O que ocorreu foi um processo no qual a diminuição do ritmo
de acumulação de capital, ou seja, a desestabilização do regime de acumulação
integral no Brasil, ocorreu durante um governo petista. Assim, a resistência ao
governo petista da ala oposicionista do bloco dominante, do qual fazia parte os
reacionários, os liberais, os republicanos, etc.[25] foi
reforçada por uma crescente insatisfação de vários setores da população, além
do bloco revolucionário e parte do bloco progressista. Esse processo mais
profundo e subterrâneo gerou um forte impacto no Governo Dilma. Isso pelo
motivo de que a oposição existente foi enfraquecida pelo período marcado por um
ritmo acelerado de acumulação de capital e se reduzia a um bloco revolucionário
enfraquecido, setores débeis do bloco progressista e a ala oposicionista do
bloco dominante, com setores moderados ao lado dos reacionários. O
reacionarismo foi crescendo, tanto pela conjuntura mundial quanto pelo fato do governo
neoliberal neopopulista ser representante da moral progressista, importada dos
Estados Unidos, intimamente com a política de cooptação de certos setores dos
movimentos sociais, fundado na chamada “política de identidade”. O
aparelhamento do aparato estatal pelo PT, percebido pelos conservadores e
reacionários[26],
provocou sua reação, bem como a estratégia petista de conquistar o poder
estatal para depois conquistar a hegemonia (um gramscianismo inverso). A invenção do “marxismo cultural” foi útil e os reacionários
aprenderam com os petistas e gramscianistas a buscar conquistar a hegemonia na sociedade
civil.
O processo político dos anos 2013 (manifestações populares e
enfraquecimento do Governo Dilma), 2014 (resistência e repressão no caso do
bloco revolucionário, reforço das políticas de identidade por parte do governo
e eleição polarizada e cujo resultado foi um quase empate), 2015 (cisão dentro
do bloco dominante, os oposicionistas radicalizaram suas posições e os setores
mais extremistas começaram a ganhar mais espaço por serem mais decididos), 2016
(derrota do PT que foi excluído do bloco dominante e retornou ao bloco
progressista e fortalecimento do conservadorismo em detrimento do progressismo,
o que teve como sintoma o resultado eleitoral deste ano, com a derrota humilhante
das esquerdas), 2017 (governo Temer e neoliberalismo discricionário e reformas
retrógradas, e buscando realizar ações com o objetivo de corroer as bases do
petismo), são fundamentais para explicar a gênese do discurso reacionário no Brasil.
Isso ocorre num contexto em que a internet gera maior espaço
para posicionamentos políticos (via redes sociais, youtube, blogs, sites, etc.)
e emerge um conjunto de intelectuais tecnocomunicacionais[27]
que conseguem, com um discurso simplificador, traduzir determinadas concepções
e influenciar parte da população.

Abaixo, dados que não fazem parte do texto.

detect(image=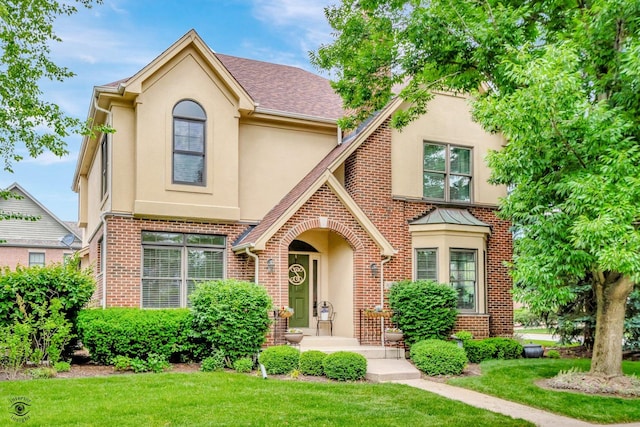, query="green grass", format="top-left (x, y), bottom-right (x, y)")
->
top-left (0, 372), bottom-right (532, 427)
top-left (449, 359), bottom-right (640, 423)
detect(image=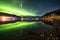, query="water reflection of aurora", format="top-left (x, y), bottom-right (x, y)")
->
top-left (0, 5), bottom-right (36, 31)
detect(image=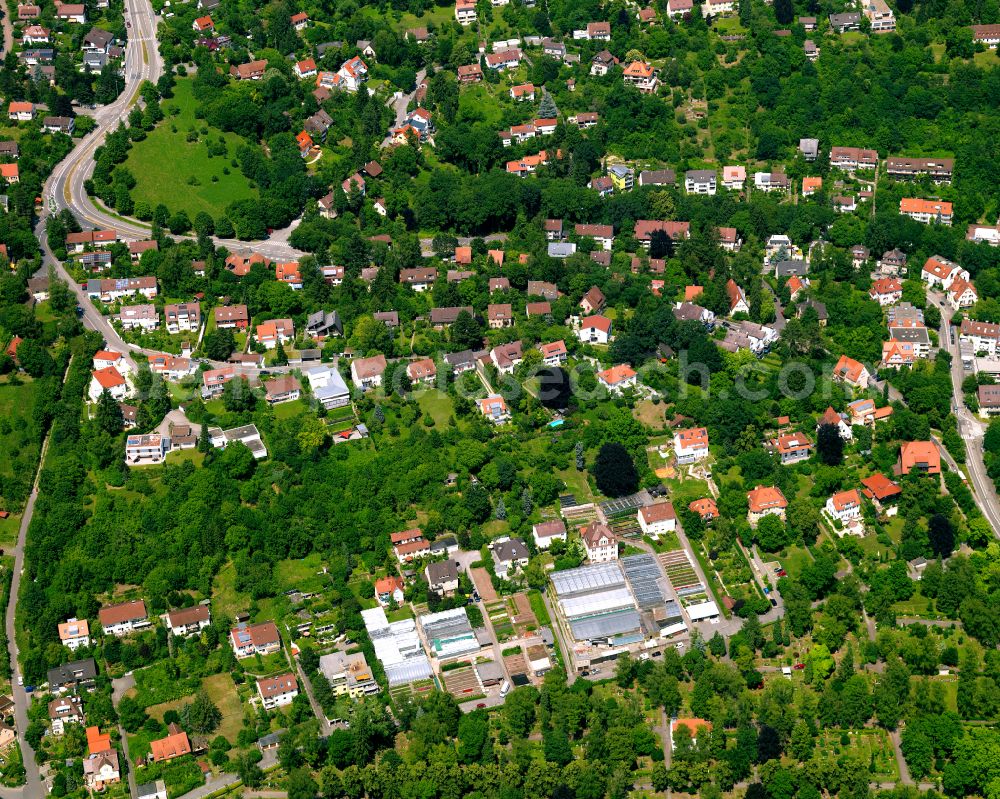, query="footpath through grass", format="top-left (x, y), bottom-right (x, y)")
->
top-left (125, 79), bottom-right (257, 219)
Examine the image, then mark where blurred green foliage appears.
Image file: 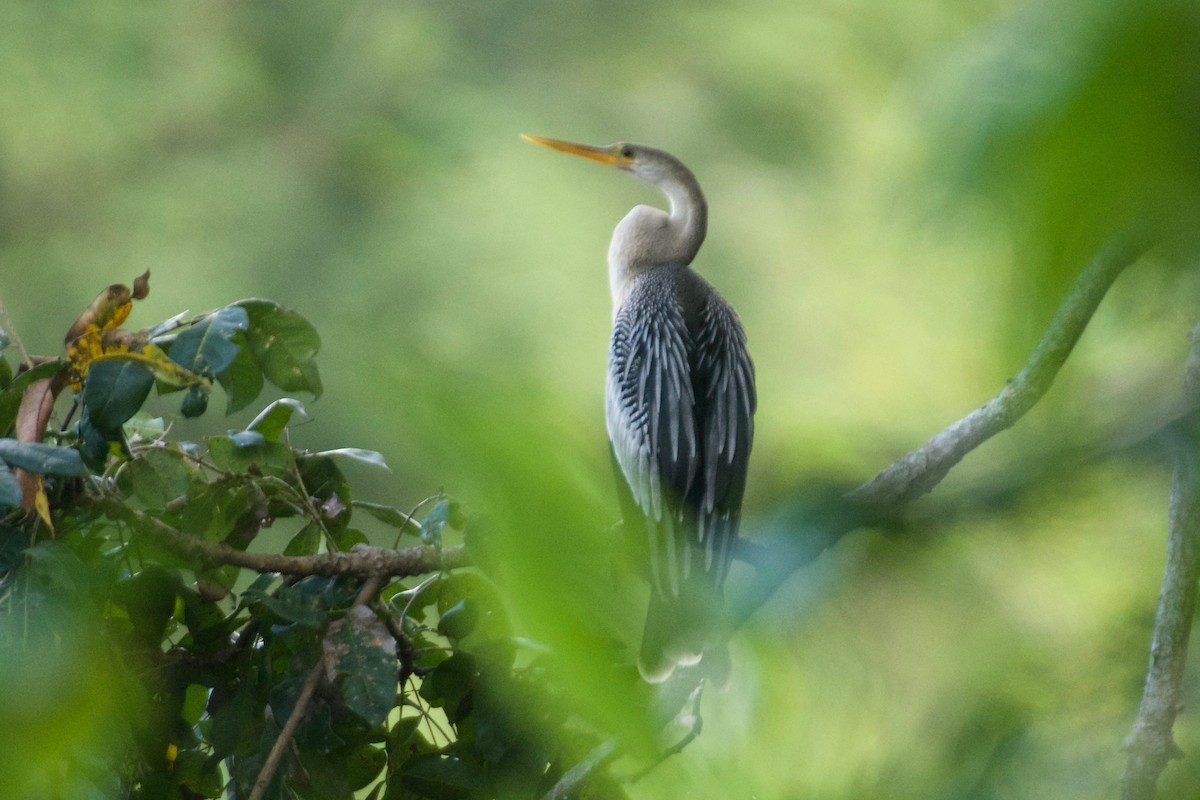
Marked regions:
[0,0,1200,798]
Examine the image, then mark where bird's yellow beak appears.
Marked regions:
[521,133,634,169]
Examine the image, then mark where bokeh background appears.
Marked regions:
[0,0,1200,799]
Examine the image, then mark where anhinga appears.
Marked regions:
[524,136,756,682]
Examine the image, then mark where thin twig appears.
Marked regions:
[728,236,1145,627]
[250,575,385,800]
[97,497,469,577]
[1121,326,1200,800]
[0,293,34,367]
[851,241,1141,511]
[541,739,617,800]
[250,650,325,800]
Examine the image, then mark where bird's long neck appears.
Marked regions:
[658,164,708,264]
[608,160,708,315]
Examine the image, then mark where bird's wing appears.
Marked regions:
[689,293,757,585]
[606,293,700,595]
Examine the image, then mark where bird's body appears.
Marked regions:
[527,137,756,682]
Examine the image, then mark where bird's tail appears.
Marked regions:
[637,579,720,684]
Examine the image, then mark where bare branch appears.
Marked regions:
[250,650,325,800]
[851,242,1141,510]
[728,236,1145,627]
[1121,326,1200,800]
[541,739,617,800]
[250,575,384,800]
[98,498,469,577]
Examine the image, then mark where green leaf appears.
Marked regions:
[0,388,20,435]
[353,500,420,530]
[169,306,250,375]
[120,447,188,510]
[0,439,88,475]
[83,361,154,439]
[334,528,371,552]
[0,461,22,507]
[204,431,293,474]
[313,447,391,473]
[11,359,64,395]
[247,582,329,628]
[325,606,397,727]
[246,397,308,441]
[115,565,180,648]
[338,744,388,792]
[180,479,254,542]
[421,499,464,545]
[401,753,490,800]
[236,300,322,397]
[179,384,210,420]
[217,331,263,414]
[283,522,320,555]
[419,650,479,722]
[438,600,479,639]
[296,455,350,535]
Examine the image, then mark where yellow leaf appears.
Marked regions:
[65,271,150,390]
[92,343,212,389]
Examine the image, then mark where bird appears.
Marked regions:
[522,134,757,684]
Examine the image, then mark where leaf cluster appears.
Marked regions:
[0,276,620,800]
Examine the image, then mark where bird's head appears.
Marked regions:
[521,133,686,186]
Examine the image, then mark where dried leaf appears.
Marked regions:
[12,378,59,513]
[25,484,54,536]
[133,270,150,300]
[64,271,157,389]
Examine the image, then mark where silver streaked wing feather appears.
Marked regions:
[694,293,757,585]
[605,287,700,595]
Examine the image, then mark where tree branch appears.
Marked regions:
[1121,326,1200,800]
[850,241,1141,511]
[98,497,469,577]
[728,236,1145,627]
[248,575,384,800]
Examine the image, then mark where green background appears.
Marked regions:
[0,0,1200,798]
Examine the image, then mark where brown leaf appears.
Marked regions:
[12,378,60,512]
[64,270,150,389]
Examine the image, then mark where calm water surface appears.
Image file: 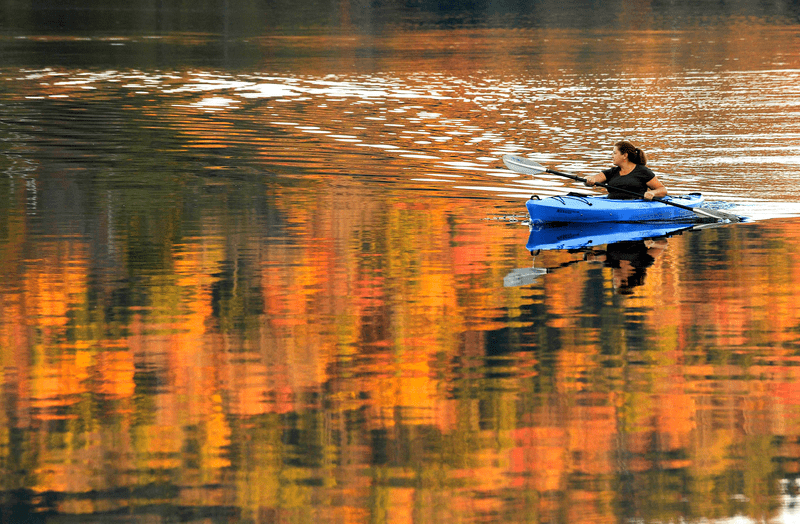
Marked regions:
[0,4,800,523]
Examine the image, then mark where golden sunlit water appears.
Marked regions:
[0,2,800,524]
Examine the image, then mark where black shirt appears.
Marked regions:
[603,164,656,200]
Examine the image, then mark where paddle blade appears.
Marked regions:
[692,207,742,222]
[503,155,547,175]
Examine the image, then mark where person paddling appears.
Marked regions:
[585,140,667,200]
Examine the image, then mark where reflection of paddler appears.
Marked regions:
[587,238,667,295]
[605,238,667,295]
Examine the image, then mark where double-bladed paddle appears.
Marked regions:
[503,155,741,222]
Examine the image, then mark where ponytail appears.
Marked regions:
[614,140,647,165]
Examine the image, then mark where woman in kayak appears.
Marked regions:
[586,140,667,200]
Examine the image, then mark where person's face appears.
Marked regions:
[611,147,628,166]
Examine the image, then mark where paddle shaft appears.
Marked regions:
[545,168,704,212]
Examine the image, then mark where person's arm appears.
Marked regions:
[644,177,667,200]
[584,173,606,187]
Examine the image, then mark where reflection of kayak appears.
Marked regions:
[525,222,694,251]
[526,193,704,225]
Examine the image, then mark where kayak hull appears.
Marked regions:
[525,222,694,251]
[526,193,705,225]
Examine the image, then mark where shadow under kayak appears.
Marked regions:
[525,222,694,251]
[525,193,705,225]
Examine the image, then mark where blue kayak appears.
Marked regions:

É nesse contexto que figuras como Olavo de
Carvalho, Rodrigo Constantino, Reinaldo Azevedo, Luiz Felipe Pondé, Demétrio
Magnoli, Marco Antonio Villa, Leandro Karnal, Mario Sérgio Cortella, entre
outros, ganham espaço. Eles ou revezam presença na TV com internet, ou se
refugiam apenas na última, dependendo de quem se trata.
Mas junto com eles temos um outro tipo de intelectual reacionário
em evidencia: o religioso. Assim como os católicos conservadores que desde o
início dos anos 2000 começaram a ocupar espaço na internet, além de seus
espaços eclesiásticos, os evangélicos também avançaram. Assim, novas figuras
aparecem nos meios oligopolistas de comunicação, mesmo porque algumas igrejas compraram
redes de televisão, sem falar no uso do rádio, internet, etc. E isso mostra
novos nomes reacionários aparecendo e conseguindo espaço (político, religioso,
tecnocomunicacional): Edir Macedo, Marco Feliciano, Silas Malafaia, etc. Os
setores religiosos reacionários passaram a se reforçar com meios oligopolistas
de comunicação e espaços na política institucional e uma das formas de
conseguir apoio popular é o ataque ao moralismo progressista. Sem dúvida, o
oportunismo está presente em todos esses casos e por isso a Rede Globo pode ser
favorável à moral progressista – devido sua competição com as redes de TV de
determinadas “religiões” e moral conservadora e assim ter que explorar outro
nicho de mercado, os tolerantes, progressistas, etc. – e a IURD (Igreja
Universal do Reino de Deus) pode apoiar a eleição de Dilma[28].
O bloco dominante é cheio de contradições, pois além de suas divisões próprias,
ele é perpassado pelo oportunismo e competição.
Assim, os ingredientes reunidos foram um processo de
declínio do ritmo de acumulação de capital durante governo neopopulista que não
resolvia esta questão e isso fortaleceu o descontentamento e a ala oposicionista
do bloco dominante. A moral progressista, por sua vez, foi o foco dos
reacionários que fizeram do PT (que supostamente seria “comunista”) o inimigo
imaginário. A incompetência e inoperância do governo Dilma acabou gerando um
deslocamento de certas forças políticas para a ala oposicionista e aumentando o
descontentamento popular. O isolamento do PT promoveu sua expulsão do bloco
dominante, o que culminou com o impeachment
de Dilma Roussef. Assim se formou uma “santa aliança” para excomungar o PT e
seus aliados, o que promoveu e beneficiou o ataque à moral progressista e sua
fusão com tudo que é “esquerda”, sob o rótulo de “comunista”.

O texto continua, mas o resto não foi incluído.